During a stabilising period of 3 months, all patients received a standardised dose of GH, 0.03 mg/kg per day (0.1 IU/kg per day). After a baseline visit, the GH treatment was discontinued. One year after this, a GH profile was performed. During the year between the GH discontinuation and when the 24-h GH profile was performed, the patients were seen at the home paediatric clinic. The results of other measurements than the 24-h GH profiles have been published elsewhere (1720).

Body composition

Body weight was measured in the morning to the nearest 0.1 kg with the subject wearing indoor clothing, and body height was measured barefoot to the nearest 0.01 m. The BMI was calculated as body weight in kilograms divided by height in metres squared. Dual energy x-ray absorptiometry (DEXA) was performed using a whole body scanner (Lunar DPX-L, Lunar Corp.; Madison, WI, USA).
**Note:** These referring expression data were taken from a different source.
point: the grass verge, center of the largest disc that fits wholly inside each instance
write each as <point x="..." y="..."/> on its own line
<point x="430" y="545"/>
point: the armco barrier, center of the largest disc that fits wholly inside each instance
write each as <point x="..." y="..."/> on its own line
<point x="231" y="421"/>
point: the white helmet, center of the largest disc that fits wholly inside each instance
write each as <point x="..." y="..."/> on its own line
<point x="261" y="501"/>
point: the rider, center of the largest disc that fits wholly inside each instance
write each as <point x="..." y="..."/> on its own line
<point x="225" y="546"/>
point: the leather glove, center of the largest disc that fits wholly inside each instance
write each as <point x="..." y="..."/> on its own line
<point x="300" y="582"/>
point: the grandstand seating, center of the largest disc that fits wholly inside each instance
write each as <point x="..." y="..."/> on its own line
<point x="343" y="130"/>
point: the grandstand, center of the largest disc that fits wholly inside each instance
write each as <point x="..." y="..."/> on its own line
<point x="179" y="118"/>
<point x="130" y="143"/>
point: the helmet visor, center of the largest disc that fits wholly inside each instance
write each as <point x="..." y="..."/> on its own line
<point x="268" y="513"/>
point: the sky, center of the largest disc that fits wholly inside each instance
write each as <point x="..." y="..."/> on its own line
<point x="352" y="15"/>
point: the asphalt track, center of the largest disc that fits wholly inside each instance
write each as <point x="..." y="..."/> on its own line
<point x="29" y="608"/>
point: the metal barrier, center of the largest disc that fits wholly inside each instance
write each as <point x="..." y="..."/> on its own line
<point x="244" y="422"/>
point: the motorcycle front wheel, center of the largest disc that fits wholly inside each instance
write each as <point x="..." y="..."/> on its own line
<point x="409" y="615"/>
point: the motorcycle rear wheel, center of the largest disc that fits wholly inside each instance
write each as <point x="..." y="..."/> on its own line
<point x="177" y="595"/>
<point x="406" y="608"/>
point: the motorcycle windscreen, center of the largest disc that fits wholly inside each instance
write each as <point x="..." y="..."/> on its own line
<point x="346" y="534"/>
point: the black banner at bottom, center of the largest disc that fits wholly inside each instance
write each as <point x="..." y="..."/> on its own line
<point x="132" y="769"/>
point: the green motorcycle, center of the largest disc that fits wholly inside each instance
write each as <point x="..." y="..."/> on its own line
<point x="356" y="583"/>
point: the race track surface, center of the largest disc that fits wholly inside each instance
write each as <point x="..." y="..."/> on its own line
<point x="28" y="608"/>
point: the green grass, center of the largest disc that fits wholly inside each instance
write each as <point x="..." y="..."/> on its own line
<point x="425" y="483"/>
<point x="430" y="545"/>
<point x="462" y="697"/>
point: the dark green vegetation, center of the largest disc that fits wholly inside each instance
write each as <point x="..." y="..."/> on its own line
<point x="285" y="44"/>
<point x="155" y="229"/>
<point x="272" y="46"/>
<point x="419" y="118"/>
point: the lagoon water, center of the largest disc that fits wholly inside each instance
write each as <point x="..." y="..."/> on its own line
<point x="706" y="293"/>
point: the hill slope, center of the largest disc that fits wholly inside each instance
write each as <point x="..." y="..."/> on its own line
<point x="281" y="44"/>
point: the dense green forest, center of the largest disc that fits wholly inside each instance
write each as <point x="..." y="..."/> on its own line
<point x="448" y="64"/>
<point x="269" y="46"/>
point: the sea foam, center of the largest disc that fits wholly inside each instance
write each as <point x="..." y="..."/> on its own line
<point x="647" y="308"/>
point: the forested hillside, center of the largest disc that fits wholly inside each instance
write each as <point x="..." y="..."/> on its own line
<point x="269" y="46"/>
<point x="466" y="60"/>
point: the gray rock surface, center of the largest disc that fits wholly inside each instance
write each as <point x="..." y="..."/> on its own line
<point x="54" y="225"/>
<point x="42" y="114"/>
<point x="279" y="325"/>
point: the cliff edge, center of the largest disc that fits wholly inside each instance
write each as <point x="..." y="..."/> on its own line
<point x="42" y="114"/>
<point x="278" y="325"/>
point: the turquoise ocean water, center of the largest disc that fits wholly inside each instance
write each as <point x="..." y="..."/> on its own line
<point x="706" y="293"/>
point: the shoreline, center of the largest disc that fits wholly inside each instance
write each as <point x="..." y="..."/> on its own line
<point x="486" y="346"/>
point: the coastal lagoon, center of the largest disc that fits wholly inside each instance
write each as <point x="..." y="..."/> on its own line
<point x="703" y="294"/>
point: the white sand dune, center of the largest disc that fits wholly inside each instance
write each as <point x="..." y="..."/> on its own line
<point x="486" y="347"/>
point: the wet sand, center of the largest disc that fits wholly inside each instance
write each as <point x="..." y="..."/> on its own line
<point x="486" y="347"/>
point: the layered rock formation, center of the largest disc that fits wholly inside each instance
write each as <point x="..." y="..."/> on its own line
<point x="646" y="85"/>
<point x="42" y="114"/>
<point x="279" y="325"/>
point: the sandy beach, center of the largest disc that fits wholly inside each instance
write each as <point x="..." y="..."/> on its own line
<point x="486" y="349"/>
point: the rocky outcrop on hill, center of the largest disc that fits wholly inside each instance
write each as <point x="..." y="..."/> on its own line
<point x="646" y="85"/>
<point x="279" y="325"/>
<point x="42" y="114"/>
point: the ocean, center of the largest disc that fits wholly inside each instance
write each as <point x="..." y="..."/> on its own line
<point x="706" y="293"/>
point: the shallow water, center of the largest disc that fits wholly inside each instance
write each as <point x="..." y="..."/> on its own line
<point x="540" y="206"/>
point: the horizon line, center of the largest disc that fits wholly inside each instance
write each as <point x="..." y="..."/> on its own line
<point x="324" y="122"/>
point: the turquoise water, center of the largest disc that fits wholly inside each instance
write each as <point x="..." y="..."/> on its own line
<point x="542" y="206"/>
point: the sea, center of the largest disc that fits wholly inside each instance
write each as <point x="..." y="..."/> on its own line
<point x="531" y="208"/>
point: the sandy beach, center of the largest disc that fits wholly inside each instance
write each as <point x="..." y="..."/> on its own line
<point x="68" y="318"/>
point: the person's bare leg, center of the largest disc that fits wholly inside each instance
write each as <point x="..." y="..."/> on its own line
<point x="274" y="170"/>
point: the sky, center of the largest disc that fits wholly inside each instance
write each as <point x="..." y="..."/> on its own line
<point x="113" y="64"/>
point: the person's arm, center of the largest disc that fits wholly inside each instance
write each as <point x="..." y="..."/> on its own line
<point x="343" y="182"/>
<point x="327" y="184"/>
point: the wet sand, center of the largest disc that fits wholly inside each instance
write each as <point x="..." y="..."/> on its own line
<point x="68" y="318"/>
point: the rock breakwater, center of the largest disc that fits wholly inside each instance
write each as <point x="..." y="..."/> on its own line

Total body fat (BF) and lean body mass (LBM) were analysed using the 1.31 software version. Precision errors for the scanner used (system number 7156), as determined from double examinations in 10 healthy subjects, were 1.7% for BF and 0.7% for LBM.

Ethical considerations

The study was approved by the Ethical Committee of the University of Göteborg and informed consent was obtained from each subject before the start of the study.

GH profiles

GH secretory status was assessed 1 year after GH discontinuation by 24-h GH measurements (beginning 1000 h) from repeated 30-min blood sampling using a withdrawal pump. Plasma GH concentrations and GH secretory patterns were analysed (blinded) by deconvolution analysis and analysis of ApEn.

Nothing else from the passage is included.